Subagent audit trail: a practical guide

A subagent is the actor your audit trail usually misses. A parent spawns it, hands it the parent's credentials to save time, and its calls disappear into the parent's identity in every log. A real subagent audit trail starts by treating the spawned agent as its own actor and recording it as one. Here is the setup, step by step.

Step 1: give the subagent its own identity

Stop handing down the parent's credential. The subagent gets a scoped identity of its own at spawn time, tied to the run that created it. Without this, every later step is recording the wrong actor.

Step 2: scope it to its slice of the task

A subagent built to summarize one customer's tickets should reach that customer's tickets, not the whole table. Scope the identity to the slice it owns, so the subagent audit trail is short and its boundaries are obvious.

Step 3: record every call at the boundary

Capture each call the subagent makes, its target, arguments, and result, on the path the calls travel rather than inside the subagent. Keep denied calls; a subagent reaching past its slice is your earliest signal.

Step 4: mask sensitive output inline

Redact sensitive fields before they reach the subagent and before they land in the record, so neither the subagent nor its log becomes a copy of data it should not hold.

Why steps 1 to 4 are one thing

These steps only hold if they run somewhere the subagent cannot reconfigure. The architectural requirement is a scoped identity, a policy check before each call, and a tamper-proof record, all at a boundary outside the subagent. hoop.dev is built to that boundary: the subagent reaches data through it under a scoped identity, every read lands in a command-level audit, and sensitive fields return redacted. In practice you put the data a subagent reads behind hoop.dev and stop sharing the parent's keys. The getting-started guide walks through the first connection, and hoop.dev/learn covers scoped identity in depth.

Step 5: watch volume and destination

Once the subagent has its own identity and its calls are recorded, the last step is to actually read what you captured. Two signals catch most problems. Volume: a subagent pulling ten thousand rows when its task needed ten is reaching past its slice, whether by a bug or by manipulation. Destination: a subagent reaching toward a system its task never mentioned is the clearest sign something has gone wrong. Both only become visible because the subagent audit trail records its reads against its own identity rather than blurring them into the parent's.

Verify the setup

Confirm the four steps actually hold before you trust them. Spawn a subagent and have it attempt a read outside its assigned slice. The read should fail because the scoped identity cannot reach it, the attempt should appear in the record attributed to the subagent, and any sensitive field it did legitimately read should come back masked. If the read succeeds, the scope is too broad. If the attempt is missing from the trail, you are still recording inside the subagent rather than at the boundary. If a secret shows up unmasked, the masking is not applied where it needs to be. A subagent audit trail that passes this check is one you can rely on during an actual investigation.

Try it on one subagent

hoop.dev is open source.

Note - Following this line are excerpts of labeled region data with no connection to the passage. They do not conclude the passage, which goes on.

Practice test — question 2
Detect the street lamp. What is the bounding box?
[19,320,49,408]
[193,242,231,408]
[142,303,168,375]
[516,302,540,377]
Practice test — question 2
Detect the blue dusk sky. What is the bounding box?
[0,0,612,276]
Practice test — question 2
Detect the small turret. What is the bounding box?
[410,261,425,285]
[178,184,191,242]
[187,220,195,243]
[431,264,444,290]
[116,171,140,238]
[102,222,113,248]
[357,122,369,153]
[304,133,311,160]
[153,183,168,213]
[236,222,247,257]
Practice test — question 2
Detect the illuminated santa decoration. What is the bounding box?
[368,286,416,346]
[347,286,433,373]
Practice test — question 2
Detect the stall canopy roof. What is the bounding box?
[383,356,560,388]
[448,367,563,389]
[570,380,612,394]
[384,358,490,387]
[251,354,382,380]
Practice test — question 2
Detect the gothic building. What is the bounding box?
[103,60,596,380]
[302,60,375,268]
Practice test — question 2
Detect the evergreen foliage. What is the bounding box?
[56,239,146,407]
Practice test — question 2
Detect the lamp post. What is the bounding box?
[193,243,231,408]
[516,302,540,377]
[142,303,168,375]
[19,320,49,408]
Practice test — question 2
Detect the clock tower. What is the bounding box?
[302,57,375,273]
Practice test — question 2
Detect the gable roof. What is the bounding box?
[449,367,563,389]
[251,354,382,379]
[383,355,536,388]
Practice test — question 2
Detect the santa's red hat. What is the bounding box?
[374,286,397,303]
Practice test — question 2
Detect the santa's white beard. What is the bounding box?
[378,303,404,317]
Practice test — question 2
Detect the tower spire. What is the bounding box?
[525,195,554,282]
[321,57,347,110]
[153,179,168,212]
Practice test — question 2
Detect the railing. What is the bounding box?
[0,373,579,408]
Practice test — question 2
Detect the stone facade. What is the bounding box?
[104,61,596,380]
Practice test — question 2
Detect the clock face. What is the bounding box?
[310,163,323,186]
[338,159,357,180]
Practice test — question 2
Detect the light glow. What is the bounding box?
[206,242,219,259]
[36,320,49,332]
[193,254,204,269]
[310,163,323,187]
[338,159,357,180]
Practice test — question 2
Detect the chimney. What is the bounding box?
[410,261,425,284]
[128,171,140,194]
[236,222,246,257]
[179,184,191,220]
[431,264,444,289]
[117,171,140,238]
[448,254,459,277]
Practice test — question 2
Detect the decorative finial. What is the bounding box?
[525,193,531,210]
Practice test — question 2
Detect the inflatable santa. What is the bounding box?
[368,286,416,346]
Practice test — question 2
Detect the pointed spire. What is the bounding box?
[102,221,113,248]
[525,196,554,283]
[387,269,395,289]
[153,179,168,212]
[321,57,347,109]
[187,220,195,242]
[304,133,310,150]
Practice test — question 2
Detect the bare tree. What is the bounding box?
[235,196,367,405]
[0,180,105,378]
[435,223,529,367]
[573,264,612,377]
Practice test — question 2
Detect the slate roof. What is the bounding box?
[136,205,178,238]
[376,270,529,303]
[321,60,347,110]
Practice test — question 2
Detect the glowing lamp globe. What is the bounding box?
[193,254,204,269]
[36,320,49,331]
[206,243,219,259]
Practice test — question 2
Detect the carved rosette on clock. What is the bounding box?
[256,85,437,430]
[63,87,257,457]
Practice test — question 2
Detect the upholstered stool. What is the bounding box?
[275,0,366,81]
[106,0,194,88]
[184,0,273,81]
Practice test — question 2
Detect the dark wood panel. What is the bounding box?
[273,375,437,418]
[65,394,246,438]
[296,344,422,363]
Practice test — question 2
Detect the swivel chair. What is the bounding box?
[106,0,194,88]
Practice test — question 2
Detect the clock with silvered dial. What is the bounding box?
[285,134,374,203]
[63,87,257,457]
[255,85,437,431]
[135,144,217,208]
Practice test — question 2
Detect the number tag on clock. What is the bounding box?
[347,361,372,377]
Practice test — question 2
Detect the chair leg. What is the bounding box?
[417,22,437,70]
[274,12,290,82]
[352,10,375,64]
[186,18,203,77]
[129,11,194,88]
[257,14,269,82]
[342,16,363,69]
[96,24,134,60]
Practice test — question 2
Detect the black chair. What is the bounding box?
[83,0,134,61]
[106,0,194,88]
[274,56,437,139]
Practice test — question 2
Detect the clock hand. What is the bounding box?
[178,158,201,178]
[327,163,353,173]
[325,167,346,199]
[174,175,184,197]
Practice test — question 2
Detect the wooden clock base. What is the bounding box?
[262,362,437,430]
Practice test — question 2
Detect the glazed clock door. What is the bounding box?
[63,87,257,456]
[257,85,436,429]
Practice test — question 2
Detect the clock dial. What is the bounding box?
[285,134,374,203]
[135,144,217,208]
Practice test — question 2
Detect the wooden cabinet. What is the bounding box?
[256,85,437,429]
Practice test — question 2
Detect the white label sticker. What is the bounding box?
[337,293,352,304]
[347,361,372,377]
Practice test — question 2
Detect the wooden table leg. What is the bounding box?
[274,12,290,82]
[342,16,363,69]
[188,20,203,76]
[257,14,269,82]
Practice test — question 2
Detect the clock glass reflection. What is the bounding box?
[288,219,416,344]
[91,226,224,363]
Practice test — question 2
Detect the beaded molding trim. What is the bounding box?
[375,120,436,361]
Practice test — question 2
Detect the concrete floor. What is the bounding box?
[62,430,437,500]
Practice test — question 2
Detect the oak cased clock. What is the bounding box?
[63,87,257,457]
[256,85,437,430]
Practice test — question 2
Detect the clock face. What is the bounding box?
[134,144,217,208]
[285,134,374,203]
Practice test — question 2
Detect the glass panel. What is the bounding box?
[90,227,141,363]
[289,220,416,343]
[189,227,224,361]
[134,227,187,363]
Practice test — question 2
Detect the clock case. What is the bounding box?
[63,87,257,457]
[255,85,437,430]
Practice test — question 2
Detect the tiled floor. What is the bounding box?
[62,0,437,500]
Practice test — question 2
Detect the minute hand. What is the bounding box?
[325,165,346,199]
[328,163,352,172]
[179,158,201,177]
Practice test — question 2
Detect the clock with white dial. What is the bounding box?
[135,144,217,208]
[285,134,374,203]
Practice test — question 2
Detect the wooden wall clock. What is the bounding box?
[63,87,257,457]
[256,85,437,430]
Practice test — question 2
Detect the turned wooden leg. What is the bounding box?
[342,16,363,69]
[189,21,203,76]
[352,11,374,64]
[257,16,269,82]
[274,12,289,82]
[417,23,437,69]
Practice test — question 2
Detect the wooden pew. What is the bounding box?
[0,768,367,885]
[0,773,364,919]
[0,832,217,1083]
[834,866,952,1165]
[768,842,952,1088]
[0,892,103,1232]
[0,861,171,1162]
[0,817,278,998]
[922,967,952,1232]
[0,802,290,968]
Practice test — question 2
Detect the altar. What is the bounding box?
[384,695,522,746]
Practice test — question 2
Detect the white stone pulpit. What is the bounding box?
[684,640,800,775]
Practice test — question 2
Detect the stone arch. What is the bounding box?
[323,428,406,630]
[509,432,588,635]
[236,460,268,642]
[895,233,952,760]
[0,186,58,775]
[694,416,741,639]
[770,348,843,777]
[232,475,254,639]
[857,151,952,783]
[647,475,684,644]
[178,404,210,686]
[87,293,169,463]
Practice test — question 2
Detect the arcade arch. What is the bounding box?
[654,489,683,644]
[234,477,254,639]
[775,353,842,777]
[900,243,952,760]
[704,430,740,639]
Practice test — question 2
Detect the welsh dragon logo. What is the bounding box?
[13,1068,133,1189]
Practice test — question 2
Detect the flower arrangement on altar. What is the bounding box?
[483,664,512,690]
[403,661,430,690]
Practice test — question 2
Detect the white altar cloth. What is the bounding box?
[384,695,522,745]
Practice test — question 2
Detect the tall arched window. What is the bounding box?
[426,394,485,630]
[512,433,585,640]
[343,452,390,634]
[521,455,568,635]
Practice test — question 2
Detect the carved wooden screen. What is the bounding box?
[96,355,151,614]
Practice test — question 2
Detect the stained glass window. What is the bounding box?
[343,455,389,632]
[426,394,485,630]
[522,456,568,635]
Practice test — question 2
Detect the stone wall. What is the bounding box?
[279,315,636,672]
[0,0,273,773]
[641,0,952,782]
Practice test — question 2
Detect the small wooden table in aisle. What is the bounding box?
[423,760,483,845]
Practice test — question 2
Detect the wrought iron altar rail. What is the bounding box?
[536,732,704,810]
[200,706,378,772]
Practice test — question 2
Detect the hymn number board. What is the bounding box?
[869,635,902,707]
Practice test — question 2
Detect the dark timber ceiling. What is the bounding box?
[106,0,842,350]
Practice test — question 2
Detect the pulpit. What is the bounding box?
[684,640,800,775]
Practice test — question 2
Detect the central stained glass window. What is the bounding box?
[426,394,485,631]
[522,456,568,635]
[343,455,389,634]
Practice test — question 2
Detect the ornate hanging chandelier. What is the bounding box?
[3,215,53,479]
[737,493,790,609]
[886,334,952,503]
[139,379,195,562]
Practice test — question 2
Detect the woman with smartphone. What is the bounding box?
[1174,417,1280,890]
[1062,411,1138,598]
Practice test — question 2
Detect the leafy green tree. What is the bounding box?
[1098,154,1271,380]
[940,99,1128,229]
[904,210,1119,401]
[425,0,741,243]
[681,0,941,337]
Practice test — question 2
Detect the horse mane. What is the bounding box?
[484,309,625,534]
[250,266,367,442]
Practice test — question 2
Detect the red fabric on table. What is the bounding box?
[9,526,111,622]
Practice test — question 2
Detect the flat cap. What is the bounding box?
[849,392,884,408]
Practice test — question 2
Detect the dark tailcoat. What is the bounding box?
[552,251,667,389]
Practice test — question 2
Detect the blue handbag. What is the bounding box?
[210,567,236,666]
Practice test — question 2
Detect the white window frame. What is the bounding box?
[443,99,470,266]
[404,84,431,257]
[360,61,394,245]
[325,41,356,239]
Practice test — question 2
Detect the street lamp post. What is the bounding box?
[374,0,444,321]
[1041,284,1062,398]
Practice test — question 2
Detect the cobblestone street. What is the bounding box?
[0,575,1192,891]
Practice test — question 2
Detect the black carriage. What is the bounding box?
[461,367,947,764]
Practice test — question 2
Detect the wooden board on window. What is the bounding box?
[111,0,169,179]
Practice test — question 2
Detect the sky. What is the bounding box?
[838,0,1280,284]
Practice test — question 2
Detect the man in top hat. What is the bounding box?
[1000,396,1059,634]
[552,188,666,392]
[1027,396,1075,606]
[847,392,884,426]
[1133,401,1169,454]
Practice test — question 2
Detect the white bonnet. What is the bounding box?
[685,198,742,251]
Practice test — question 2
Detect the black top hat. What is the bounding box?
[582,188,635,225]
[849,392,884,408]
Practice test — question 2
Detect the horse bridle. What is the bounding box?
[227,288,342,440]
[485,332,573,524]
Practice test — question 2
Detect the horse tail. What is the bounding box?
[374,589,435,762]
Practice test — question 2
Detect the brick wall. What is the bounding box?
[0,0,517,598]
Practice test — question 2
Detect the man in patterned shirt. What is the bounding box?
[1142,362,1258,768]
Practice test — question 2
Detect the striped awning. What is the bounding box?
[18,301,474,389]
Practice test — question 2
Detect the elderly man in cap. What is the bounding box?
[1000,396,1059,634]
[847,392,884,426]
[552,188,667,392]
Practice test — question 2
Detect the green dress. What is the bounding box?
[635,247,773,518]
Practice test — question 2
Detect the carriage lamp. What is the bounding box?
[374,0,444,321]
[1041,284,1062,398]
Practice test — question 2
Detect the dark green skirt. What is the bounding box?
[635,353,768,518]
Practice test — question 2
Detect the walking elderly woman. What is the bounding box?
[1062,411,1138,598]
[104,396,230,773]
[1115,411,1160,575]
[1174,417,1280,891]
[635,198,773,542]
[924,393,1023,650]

From the GitHub repository, give one subagent its own identity behind it and confirm the trail names it, not the parent.

FAQ

Why not just trust internal subagents?

Internal does not mean low-risk. A subagent with the parent's broad access and no record of its own is a quiet path for data to leave.

Does masking break its task?

It redacts only where the task does not justify raw data. If the subagent needs the real value, policy allows it and the read is logged.

How is a subagent different from a service account?

A service account is static and shared. A subagent is spawned on demand and acts on a run's behalf, so it needs an identity tied to that run, not a standing key. The subagent audit trail records what it did under that per-run identity, which a shared service account can never give you.